Exhaling sharply, she darted forward and launched into a triple-spin, turning faster and harder and stronger than she’d ever turned before, and for a brief second it was like even light faded from the world. There was a void around her. Dark and cold. Empty and quiet. For a brief second, the only thing she could see was an inhuman-shaped ghost spinning around her, and the only thing she could hear was her heart pounding in her chest as fear took hold… but she remembered that word again. ‘Explosive grace’. What came to mind when she thought of the word ‘explosion’?

She thought of rage, defiance, desperation, all of it—she thought of fire, pure and simple, and she aimed it at the captain with the intent to hurt as she kicked her glaive out again at the moment of landing.

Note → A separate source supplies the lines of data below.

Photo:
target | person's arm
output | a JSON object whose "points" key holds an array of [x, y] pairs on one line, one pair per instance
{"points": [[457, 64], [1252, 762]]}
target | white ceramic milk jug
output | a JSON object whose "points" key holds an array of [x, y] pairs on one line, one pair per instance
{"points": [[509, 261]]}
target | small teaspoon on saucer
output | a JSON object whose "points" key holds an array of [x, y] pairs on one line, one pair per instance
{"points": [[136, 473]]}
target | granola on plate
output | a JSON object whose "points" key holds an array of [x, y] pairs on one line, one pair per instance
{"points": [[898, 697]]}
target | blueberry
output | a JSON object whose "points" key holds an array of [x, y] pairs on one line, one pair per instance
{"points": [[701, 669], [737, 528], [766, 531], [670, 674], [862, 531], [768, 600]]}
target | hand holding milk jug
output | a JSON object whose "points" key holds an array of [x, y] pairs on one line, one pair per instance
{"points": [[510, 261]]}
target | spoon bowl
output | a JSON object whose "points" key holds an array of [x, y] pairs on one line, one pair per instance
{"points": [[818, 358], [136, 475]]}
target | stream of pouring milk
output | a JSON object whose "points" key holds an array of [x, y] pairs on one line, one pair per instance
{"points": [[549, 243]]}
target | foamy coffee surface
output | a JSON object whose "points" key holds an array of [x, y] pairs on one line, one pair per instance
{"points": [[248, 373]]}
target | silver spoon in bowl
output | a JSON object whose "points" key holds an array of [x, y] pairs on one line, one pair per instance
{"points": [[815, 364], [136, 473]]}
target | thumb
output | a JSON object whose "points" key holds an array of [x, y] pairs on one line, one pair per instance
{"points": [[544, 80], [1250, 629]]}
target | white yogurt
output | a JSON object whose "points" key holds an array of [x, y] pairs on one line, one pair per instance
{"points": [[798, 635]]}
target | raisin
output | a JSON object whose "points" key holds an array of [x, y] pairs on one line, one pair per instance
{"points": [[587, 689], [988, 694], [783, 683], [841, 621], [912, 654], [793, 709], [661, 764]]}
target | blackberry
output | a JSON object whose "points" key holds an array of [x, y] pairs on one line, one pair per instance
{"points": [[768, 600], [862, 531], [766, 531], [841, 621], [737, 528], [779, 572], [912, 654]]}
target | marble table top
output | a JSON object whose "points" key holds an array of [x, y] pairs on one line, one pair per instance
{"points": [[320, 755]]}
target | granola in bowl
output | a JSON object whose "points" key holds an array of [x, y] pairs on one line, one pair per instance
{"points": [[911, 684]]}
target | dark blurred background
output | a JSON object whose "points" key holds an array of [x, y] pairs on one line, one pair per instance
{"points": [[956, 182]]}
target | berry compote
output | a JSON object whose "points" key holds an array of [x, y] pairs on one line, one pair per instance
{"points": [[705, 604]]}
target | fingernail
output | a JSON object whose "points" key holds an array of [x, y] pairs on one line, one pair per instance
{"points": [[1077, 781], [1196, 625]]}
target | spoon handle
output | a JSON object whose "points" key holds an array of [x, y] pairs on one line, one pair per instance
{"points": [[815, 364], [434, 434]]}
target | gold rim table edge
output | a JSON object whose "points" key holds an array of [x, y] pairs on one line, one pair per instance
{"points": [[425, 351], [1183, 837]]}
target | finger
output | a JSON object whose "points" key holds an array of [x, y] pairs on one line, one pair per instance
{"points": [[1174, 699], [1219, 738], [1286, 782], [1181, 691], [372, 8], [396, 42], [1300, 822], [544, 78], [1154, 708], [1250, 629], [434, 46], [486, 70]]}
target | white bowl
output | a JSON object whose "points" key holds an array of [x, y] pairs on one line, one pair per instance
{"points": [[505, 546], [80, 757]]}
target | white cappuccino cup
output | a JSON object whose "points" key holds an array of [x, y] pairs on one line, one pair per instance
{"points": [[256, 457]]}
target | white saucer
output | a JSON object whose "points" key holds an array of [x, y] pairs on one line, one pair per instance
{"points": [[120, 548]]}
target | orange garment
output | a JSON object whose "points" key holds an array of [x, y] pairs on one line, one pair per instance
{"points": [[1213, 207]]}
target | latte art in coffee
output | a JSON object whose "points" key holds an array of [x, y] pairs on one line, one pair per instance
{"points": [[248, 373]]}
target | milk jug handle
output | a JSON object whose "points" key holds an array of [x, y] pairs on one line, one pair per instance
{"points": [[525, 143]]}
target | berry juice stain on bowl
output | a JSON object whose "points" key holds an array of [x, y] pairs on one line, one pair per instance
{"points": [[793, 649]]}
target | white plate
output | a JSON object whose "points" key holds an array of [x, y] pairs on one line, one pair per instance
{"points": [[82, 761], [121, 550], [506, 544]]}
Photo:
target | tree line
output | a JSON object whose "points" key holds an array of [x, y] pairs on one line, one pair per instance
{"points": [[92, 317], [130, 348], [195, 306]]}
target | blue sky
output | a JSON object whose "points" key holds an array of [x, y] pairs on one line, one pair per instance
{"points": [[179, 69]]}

This time, her glaive cleaved through his right arm, the shock of the blow rippling through the rest of his body and making him crumble.

… ‘Explosive grace’.

‘Finish the routine, Marisol’.

She landed on one glaive, pivoted, held her kicking leg perpendicular to the water though it hurt her burning muscles incredibly so, and then bowed—not to the captain who was falling to his knees, no, but to the children in the slave galley cheering for her victory. They were the voices she wanted to hear, not whatever the captain had been rambling on about before she jumped on him.

After all was said and done, she hadn’t heard a single word he said.